T5: Mining Application Traces at Scale with Apache Spark

Vincent Leroy

University of Grenoble
Grenoble, France


July 25 (Tuesday)


09:00 - 12:00 (Half-day)


Application traces contain valuable information for developers. They can be analyzed to extract workflows, discover usage patterns, or characterize anomalies. The typical toolbox of a data scientist comprises clustering, pattern mining, and classifier algorithms to perform this analysis. To extract more fine-grained and reliable information, it is often necessary to process increasingly large amounts of data, to the point that many existing implementations struggle to obtain results. In this tutorial, we will see how Apache Spark, an open source platform for big data processing, can be used to alleviate this issue. Developing an application using Spark allows the analyst to perform small-scale analysis on a laptop, and then deploy the same code on clusters or clouds to benefit from more processing power when dealing with a large-scale dataset. We will start by presenting Spark’s architecture and computing paradigm. Then, we will describe several analysis scenarios on real application traces and do a code walkthrough of the applications used to mine these traces.

About the Speaker

Vincent Leroy holds an associate professor position at the University of Grenoble with a research chair from CNRS. He is a permanent member of the Scalable Information Discovery and Exploitation (SLIDE) research group.

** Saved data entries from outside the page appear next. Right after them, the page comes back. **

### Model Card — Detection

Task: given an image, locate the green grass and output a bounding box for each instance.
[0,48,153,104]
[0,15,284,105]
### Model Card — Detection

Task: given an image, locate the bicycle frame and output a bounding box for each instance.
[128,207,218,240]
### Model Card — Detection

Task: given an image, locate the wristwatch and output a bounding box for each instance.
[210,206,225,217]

He earned a PhD degree on large-scale distributed systems for social applications from Inria Rennes, France, in 2010. From 2010 to 2012, he worked on distributed search engines at Yahoo! Research Labs in Barcelona, Spain. Vincent’s research interests lie at the intersection of distributed system and large-scale data management. Currently, he is working on the design of algorithms and architectures to efficiently perform large-scale data mining.